How should I write in CVX if a variable x can only take value in \{0.001, 0.01, 0.1\}?
x is an expression which can take the values 0.001, 0.01, or 0.1
variable b(2) binary
x = 0.001 + 0.009*b(1) + 0.099*b(2)
sum(b) <= 1It works.
Thank you for your help.
In your example, if x(12) is variable and its sum is equal to another number. How should it be written?
i mean
x(12) varible
variable b(2) binary
x(1:12) ==0.001 + 0.009b(1) + 0.099b(2)
sum(b) <= 1
sum(x)==number( for example)
I wrote in this way, but because we have two equity, the answer was NAN error
In that example, the only number which could be feasible is
12*0.001
or
12*0.01
or
12*0.1
Depending on the other constraints, even those numbers don’t mean the overall problem has to be feasible.
If this doesn’t answer your question, you need to state the question more clearly, perhaps showing complete code, input data, and CVX and solver output, along with what you don’t like about that output.
CVX allows equality constraints, provided both sides are affine. But they might make the problem infeasible, in which case CVX would populate the CVX variables with NaN and inform you of the infeasibiliity (unless you have used the quiet option).
Edit: Given your also have the constraint sum(x) <= 1, number being 12*0.1 would be infeasible.
like that: if a variable p can only take value in -2 ,2, 0
cvx_begin quiet
cvx_solver Mosek
variable p(12)
variable z(2) binary
obj func for {simplicity ( minimize (0 )]
subject to
p==repmat(0+(-2)z(1)+2(z(2)),12,1);
sum(z)<=1;
sum(p) ==14
cvx_end
I want it to be 0 and -2 in some places according to the objective function, but in the end their sum should be equal to 14.
Your program is infeasible as written. Each of the 12 elements of p are identical. Therefore, everything other than the following will be infeasible.
sum(p) == -24
sum(p) == 0
sum(p) == 24
If you want to allow the elements of p to be different, which seems like a usual thing to do, this code would work
cvx_begin
variable z(12,2) binary
p = -2*z(:,1) + 2*z(:,2);
minimize(your_objective_function) % can use any combination of z and p
subject to
sum(z,2) <= 1
cvx_end
I have made the program a little simpler by making p an expression rather than a variable with a constraint, but that would work as well.
Also, don’t use quiet until everything is working as you want. That way you will see the solver and CVX output.

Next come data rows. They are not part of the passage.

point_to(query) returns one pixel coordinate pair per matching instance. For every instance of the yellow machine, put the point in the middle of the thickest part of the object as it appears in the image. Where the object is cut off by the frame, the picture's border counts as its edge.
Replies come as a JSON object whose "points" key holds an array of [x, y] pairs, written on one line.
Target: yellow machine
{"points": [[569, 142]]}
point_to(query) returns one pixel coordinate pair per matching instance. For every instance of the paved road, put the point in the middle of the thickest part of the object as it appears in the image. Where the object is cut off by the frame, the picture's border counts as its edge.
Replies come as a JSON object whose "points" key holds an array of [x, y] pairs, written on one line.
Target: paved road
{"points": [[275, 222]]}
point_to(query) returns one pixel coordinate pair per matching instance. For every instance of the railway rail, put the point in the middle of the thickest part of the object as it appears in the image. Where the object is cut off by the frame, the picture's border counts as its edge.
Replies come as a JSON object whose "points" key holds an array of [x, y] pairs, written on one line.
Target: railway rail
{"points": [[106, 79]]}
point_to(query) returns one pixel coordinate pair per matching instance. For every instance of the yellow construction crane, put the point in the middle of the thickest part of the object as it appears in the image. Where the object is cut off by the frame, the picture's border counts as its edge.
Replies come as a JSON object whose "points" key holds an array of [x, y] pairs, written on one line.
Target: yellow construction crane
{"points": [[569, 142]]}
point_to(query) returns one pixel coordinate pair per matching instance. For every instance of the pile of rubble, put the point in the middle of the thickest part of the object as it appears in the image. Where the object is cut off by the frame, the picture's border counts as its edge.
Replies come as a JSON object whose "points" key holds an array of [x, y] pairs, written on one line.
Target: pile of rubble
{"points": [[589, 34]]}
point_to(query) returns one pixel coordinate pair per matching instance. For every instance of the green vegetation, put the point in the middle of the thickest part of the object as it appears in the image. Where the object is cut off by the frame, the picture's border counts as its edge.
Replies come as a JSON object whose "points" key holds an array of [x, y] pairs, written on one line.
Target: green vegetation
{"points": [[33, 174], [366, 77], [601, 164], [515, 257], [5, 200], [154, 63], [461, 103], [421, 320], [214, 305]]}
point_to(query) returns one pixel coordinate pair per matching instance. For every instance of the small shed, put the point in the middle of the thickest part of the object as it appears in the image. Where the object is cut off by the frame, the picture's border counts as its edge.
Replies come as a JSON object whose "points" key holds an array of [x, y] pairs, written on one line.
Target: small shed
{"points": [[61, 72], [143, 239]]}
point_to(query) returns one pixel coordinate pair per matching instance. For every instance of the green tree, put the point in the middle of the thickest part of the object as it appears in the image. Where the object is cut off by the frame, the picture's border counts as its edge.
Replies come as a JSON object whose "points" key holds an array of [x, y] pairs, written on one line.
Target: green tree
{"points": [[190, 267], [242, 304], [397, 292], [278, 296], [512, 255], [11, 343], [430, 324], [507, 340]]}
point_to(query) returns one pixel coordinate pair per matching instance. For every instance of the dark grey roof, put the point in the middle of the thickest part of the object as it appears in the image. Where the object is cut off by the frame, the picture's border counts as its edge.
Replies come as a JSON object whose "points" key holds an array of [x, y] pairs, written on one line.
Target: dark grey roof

What should be done if the variable is a factor of two? that’s mean
…,-4,-2,0,2,4,6,…
Because if we use the above method, the number of binary variables will increase a lot and it will be very difficult to solve the problem. Is there another way?
variable x integer
y_is_even_integer = 2*x; % y_is_even_integer is created as an expression by assignment
y_lower_bound <= y_is_even_integer <= y_uuper_bound
% objective function and constraints constructed using y_is_even_integerHi Mark,
I am trying to solve a similar problem using CVX, where I want the values of my optimization variable x to be restricted in the set {-1,0,1}. No other constraints
Code snippet.
n = 16
A = 25600 x 16
B = 25600 x 1
cvx_begin
variable x(n) binary
minimize(norm(A*x - B,1))
cvx_end
What constraints should I add to the problem definition so that x can only belong to {-1,0,1}? Also, what is the most appropriate norm to consider in this case?
Thank you for your help
n = 16
A = 25600 x 16
B = 25600 x 1
cvx_begin
variable x(n) integer
minimize(norm(A*x - B,1))
-1 <= x <= 1
cvx_end
It’s your problem, so you have to decide which norm to use. I don’t see how x being in the set {-1,0,1} determines which norm is most appropriate.
1 Like
Hi Mark,
So, right now the solution I get mostly comprises of x values chosen as either 1 or -1, however, the values hardly ever go to zero. Of course, the solution is correct but can we add an additional constraint (for example, sum(abs(x(n))<M) to the problem, so that some of the optimization variables can be forced to zero? In my problem, this translates to saving energy by activating as few variables as possible.
Code:
n = 16
A = 25600 x 16
B = 25600 x 1
cvx_begin
variable x(n) integer
minimize(norm(A*x - B,1))
-1 <= x <= 1
cvx_end
You can use
sum(abs(x)) <= M
if you want to limit the number of non-zeros to no more than M.
1 Like
Thank you. That works perfectly.